Sin embargo, la CEO de Fórmula legal subrayó que este tipo de configuraciones contractuales generan una “inseguridad jurídica creciente”, ya que la aplicación extensiva de la presunción de laboralidad del artículo 8.1 del Estatuto de los Trabajadores, sumada a una jurisprudencia cada vez más favorable al reconocimiento de la relación laboral, “coloca a las empresas en un escenario de incertidumbre regulatoria” y aumenta la litigiosidad.
Uno de los novedades de esta sentencia es que «consolida la validez de la técnica del muestreo cuando existe homogeneidad en las condiciones de prestación de servicios».

Tal y como detalló Otero “la Inspección de Trabajo, tras examinar una muestra representativa de los 549 consultores afectados, puede extender sus conclusiones al conjunto del colectivo” y especificó que “ya no resulta necesaria una comprobación exhaustiva e individualizada de cada prestador de servicios”.
La letrada añadió que este criterio “es especialmente delicado” para empresas que operan con redes amplias de colaboradores, porque un patrón común detectado en pocos casos puede provocar liquidaciones masivas con efectos retroactivos de hasta cuatro años, como sucedió aquí.
Los autónomos económicamente dependientes no son falsos autónomos
Para Otero, el marco actual requiere una reforma legislativa que establezca “criterios precisos y objetivos” y que contemple “figuras intermedias o estatutos especiales” adaptados a nuevas realidades productivas.
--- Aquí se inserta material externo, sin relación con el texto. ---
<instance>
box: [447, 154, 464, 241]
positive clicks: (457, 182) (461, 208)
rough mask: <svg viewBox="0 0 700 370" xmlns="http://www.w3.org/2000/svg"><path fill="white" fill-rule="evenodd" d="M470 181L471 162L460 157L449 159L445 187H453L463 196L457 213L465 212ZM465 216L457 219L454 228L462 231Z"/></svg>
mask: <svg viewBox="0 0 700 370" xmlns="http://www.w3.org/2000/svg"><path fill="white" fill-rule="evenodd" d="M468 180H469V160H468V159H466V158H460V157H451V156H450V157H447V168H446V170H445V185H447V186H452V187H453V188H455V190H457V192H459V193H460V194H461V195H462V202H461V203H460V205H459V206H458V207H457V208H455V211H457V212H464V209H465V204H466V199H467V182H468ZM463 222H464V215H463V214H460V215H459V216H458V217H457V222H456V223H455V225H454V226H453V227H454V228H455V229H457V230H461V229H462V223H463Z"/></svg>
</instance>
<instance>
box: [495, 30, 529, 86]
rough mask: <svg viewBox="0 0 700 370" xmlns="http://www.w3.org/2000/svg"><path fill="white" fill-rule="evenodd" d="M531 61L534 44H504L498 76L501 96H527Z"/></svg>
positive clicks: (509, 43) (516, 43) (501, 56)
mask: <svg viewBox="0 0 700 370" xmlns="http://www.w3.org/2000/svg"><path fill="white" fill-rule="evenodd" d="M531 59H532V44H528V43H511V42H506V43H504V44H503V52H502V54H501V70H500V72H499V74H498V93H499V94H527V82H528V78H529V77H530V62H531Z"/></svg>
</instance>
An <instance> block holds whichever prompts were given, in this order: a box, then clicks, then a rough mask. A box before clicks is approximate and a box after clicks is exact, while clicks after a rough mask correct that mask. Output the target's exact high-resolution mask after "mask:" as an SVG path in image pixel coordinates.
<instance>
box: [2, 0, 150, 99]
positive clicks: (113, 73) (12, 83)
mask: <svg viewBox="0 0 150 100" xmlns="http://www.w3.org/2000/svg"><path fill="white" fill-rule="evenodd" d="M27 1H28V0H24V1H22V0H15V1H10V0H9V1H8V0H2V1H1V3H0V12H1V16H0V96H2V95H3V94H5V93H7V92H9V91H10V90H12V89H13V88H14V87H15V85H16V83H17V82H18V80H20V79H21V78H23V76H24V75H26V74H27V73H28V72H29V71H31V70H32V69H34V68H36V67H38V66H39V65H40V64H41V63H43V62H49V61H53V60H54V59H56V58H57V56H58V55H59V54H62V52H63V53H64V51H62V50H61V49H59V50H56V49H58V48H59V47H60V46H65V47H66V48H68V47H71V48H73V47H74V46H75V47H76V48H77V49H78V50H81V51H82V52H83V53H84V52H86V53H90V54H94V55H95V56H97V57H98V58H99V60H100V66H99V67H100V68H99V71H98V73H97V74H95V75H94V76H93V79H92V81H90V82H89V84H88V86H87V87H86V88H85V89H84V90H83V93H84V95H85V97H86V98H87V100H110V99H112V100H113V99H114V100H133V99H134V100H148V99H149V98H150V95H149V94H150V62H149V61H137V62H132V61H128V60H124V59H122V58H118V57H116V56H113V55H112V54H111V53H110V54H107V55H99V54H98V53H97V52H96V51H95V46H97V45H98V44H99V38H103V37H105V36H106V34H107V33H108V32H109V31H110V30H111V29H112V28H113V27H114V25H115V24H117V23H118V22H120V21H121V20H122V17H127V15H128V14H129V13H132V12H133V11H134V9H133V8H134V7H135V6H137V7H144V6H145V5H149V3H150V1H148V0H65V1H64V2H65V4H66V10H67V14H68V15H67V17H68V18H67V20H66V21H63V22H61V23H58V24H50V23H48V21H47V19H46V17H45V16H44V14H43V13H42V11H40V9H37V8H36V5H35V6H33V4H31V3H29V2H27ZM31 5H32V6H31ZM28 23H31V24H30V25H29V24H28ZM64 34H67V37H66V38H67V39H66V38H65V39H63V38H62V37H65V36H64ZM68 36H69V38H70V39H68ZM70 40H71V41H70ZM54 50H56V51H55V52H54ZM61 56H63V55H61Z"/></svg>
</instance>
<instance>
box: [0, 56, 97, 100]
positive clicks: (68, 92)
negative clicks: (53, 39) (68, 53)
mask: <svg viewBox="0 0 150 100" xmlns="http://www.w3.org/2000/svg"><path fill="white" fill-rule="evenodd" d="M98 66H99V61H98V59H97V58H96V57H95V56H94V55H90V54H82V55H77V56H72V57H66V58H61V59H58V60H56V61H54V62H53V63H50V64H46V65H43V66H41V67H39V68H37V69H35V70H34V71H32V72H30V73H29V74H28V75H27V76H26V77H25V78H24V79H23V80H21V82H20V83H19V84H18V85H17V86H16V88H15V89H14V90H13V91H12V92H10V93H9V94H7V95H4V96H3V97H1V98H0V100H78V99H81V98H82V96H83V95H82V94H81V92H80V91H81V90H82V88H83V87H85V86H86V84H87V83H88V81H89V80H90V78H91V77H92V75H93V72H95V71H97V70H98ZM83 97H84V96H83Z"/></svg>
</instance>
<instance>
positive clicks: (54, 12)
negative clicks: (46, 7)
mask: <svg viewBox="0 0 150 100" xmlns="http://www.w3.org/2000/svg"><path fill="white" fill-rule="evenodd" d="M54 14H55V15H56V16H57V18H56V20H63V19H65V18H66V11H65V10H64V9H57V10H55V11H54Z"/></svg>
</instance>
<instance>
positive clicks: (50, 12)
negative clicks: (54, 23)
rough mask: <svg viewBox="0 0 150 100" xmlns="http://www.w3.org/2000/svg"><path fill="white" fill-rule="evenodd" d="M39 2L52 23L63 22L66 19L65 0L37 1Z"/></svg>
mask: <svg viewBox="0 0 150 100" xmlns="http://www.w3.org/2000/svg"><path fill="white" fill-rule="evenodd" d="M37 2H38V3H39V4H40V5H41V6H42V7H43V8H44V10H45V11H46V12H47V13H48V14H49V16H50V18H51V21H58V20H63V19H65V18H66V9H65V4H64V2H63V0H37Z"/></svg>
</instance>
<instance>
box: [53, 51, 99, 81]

El objetivo sería “ofrecer mayor certeza a empresas y trabajadores, y reducir la litigiosidad mediante líneas rojas claras cuyo cruce determine automáticamente la existencia de relación laboral”.
Ara coincidió en que las figuras intermedias pueden ser útiles, pero recordó que ya existe el Trabajador Autónomo Económicamente Dependiente (TRADE), pensado para quienes obtienen al menos el 75% de sus ingresos de un único cliente.
En estos supuestos, se trata de “una vía que podría evitar muchos litigios” aunque no el caso de Engel & Völkers, donde “no se cumplirían sus condiciones”, puntualizó
Sin embargo, este abogado explicó que en otros sectores, como el del reparto tradicional a diferencia de las plataformas virtuales, “sí encaja” ya que la diferencia reside en que primeras cuentan con autorización administrativa para operar y, en muchos casos, con las furgonetas, lo que justifica un encaje legal distinto.
La sentencia contra Engel & Völkers es un aviso de que la Inspección de Trabajo y los tribunales están estrechando el cerco sobre la contratación fraudulenta de autónomos.
El uso de esta figura para reducir costes laborales y ganar ventaja competitiva ya no sólo implica sanciones económicas, sino también un riesgo reputacional que puede poner en entredicho el modelo de negocio de cualquier compañía, desde las más grandes hasta las más pequeñas.